We already see stressors from the proliferation of code bots today: too many incoming contributions that are – to be frank – of dubious quality; new malware vectors such as “slopsquatting“; malicious data injections that turn bots into zombie bad actors; malicious bots that probe code repos for opportunities to slip in backdoors; etc – it’s an endless list, and we don’t yet even know the extent to which state-sponsored actors are going to use these new technologies to engage in malicious activity. It is a scary emerging world. On one hand, I look forward to seeing what AI Native automation can accomplish. But on the other, we don’t quite understand the game we’re now playing.

Here are all the ways that we are ill prepared for the brave new world of AI Native:
- Code repositories can be created, hosted, and forked by bots with no means to determine provenance
- Artifact repositories can have new projects created by bots with software available for download before anyone knows no humans are in the loop
- Even legitimate projects that use models are vulnerable to malicious data injections, with no reliable way to prove data origins
- CVEs can now be created by bots, inundating projects with a multitude of false positives that can only be determined by time-consuming manual checks
- Or, perhaps the CVE reports are legitimate, and now bots scanning for new ones can immediately find a way to exploit one (or many) of them and inject malware into an unsuspecting project
The list goes on… I fear we’ve only scratched the surface of what lies ahead. The only way we can combat this is through the community engagement powers that we’ve built over the past 25-30 years. Some rules and behaviors will need to change, but communities have a remarkable ability to adapt, and that’s what is required. I can think of a few things that will limit the damage:
- Public key architecture and key signing: public key signing has been around for a long time, but we still don’t have enough developers who are serious about it.
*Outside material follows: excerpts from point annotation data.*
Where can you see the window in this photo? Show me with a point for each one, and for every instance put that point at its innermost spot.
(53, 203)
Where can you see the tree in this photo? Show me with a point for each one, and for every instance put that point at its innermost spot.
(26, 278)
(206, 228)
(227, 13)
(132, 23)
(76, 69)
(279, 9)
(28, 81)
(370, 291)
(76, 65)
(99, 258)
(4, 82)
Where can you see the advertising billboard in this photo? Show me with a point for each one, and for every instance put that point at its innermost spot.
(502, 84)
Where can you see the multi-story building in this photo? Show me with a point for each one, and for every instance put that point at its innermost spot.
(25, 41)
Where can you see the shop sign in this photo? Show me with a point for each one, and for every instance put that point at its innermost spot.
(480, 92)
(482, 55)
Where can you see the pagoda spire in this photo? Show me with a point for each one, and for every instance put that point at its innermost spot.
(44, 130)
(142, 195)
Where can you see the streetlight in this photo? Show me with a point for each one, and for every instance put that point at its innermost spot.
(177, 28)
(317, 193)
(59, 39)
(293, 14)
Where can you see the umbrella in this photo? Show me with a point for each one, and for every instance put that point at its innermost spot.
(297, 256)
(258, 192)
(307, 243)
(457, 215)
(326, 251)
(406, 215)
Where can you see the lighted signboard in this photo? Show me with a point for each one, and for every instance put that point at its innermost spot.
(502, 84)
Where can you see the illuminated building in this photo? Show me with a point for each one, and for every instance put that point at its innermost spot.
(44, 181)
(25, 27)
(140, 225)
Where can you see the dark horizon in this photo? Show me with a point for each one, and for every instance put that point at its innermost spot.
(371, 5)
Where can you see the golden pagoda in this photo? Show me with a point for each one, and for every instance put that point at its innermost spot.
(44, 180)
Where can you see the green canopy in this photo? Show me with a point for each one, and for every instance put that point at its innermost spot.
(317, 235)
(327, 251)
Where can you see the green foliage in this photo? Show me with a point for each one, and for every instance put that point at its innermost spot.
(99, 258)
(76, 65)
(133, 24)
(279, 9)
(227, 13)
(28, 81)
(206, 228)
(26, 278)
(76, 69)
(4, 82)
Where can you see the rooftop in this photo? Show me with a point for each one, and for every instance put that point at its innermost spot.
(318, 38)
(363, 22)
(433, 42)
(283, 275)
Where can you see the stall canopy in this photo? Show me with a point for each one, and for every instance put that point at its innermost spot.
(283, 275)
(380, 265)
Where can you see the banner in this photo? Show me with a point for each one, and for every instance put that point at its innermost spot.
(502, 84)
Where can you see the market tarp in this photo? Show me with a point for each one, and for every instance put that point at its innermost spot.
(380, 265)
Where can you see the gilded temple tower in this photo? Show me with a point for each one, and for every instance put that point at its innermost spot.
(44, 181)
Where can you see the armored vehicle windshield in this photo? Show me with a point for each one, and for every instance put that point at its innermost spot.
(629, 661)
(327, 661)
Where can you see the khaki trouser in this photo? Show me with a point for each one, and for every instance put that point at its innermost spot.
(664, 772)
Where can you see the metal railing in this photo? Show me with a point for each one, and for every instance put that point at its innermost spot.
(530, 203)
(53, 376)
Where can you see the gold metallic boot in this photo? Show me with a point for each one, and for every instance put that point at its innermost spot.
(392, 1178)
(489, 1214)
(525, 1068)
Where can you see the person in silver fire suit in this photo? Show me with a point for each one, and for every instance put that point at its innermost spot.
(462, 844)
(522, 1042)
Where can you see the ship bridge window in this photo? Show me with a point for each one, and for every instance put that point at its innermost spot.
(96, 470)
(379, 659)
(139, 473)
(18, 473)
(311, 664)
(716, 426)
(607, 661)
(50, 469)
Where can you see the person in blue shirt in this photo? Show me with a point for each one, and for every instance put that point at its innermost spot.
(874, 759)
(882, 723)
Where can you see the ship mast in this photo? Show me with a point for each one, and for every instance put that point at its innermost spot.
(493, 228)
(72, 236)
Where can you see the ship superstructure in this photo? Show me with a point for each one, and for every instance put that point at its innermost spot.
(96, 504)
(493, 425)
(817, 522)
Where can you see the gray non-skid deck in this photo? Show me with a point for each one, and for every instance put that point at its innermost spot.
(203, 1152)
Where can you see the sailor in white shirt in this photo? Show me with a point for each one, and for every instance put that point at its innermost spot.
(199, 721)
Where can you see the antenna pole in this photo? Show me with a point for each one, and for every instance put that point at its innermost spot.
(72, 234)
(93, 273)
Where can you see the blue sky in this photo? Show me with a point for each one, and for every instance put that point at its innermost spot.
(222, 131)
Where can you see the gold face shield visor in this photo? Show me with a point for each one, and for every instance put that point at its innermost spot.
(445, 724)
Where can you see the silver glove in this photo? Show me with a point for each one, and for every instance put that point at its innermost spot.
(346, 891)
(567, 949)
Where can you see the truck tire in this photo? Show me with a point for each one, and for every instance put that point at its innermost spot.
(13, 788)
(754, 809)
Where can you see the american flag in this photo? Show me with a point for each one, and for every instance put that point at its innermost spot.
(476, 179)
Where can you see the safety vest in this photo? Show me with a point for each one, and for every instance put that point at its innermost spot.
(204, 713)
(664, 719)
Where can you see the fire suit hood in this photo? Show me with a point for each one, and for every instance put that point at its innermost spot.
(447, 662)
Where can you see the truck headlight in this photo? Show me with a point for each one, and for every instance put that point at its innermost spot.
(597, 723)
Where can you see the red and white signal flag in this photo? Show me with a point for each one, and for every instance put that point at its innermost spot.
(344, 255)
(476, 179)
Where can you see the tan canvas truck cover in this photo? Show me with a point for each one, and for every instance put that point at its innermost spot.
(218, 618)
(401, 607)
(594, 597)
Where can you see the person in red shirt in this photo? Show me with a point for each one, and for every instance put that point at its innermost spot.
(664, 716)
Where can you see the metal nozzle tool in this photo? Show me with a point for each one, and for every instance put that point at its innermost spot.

We need to get very serious very quickly about the provenance of every actor in every engagement. Contributed patches can only come from someone with a verified key. Projects on package repositories can only be trusted if posted by a verified user via their public keys. Major repositories have started to do some of this, but they need to get much more aggressive about enforcing it. /me sideeyes GitHub and PyPi
- Signed artifacts: similar to the above – every software artifact and package must have a verified signature to prove its provenance, else you should never ever use it. If implemented correctly, a verified package on pypi.org will have 2 ways to verify its authenticity: the key of the person posting it, and the signature of the artifact itself.
- Recognize national borders: I know many folks in various open source communities don’t want to hear this, but the fact is that code that emanates from rogue states cannot be trusted. I don’t care if your best friend in Russia has been the most prolific member of your software project. You have no way of knowing if they have been compromised or blackmailed. Sorry, they cannot have write access. We can no longer ignore international politics when we “join us now and share the software”. You will not be free, hackers. I have to applaud the actions of The Linux Foundation and their legal chief, Michael Dolan. I believe this was true even before the age of AI slop, but the emergence of AI Native technologies makes it that much more critical.
- Trust no one, Mulder: And finally, if you have a habit of pulling artifacts directly from the internet in real time for your super automated devops foo, stop that. Now. Like.. you should have already eliminated that practice, but now you really need to stop. If you don’t have a global policy for pushing all downloads through a centralized proxy repository – with the assumption that you’re checking every layer of your downloads – you are asking for trouble from the bot madness.
- Community powered: It’s not all paranoid, bad stuff. Now is a great opportunity for tech companies, individual developers, enterprises, and software foundations to work out a community protocol that will limit the damage. All of these actors can sign on to a declaration of rules they will follow to limit the damage, quarantine known bad actors, and exchange vital information for the purpose of improving security for everyone. This is an opportunity for The Linux Foundation, Eclipse, and the Open Source Initiative to unite our communities and show some leadership.
- Bots detecting bots: I was very hesitant to list this one, because I can feel the reactions from some people, but I do believe that we will need bots, agents, and models to help us with threat detection and mitigation.
I have always believed in the power of communities to take positive actions for the greater good, and now is the perfect time to put that belief to the test. If we’re successful, we can actually enjoy revamped ecosystems that will be improved upon by our AI Native automation platforms. If successful, we will have safer ecosystems that can more easily detect malicious actors. We will also have successful communities that can add new tech capabilities faster than ever. In short, if we adapt appropriately, we can accelerate the innovations that open source communities have already excelled at. In a previous essay, I mentioned how the emergence of cloud computing was both a result of and an accelerant of open source software. The same is true of AI Native automation. It will inject more energy into open source ecosystems and take them places we didn’t know were possible. But what we must never forget is that not all these possibilities are good.
June 24, 2025
The Rise of AI Native: Open Source Ecosystems

I recently posted my thoughts on “AI Native” and automation, and how recent developments in the model and agent ecosystem were about to significantly disrupt our application lifecycle management tools, or what we have erroneously labeled “DevOps”. This entire post is based on that premise. If I turn out to be wrong, pretend like I never said it Considering that a lot of open source time and effort goes into infrastructure tooling – Kubernetes, OpenTofu, etc – one might draw the conclusion that, because these many of these tools are about to be disrupted and made obsolete, therefore “OMG Open Source is over!!11!!1!!”. Except, my conclusion is actually the opposite of that. I’ll explain.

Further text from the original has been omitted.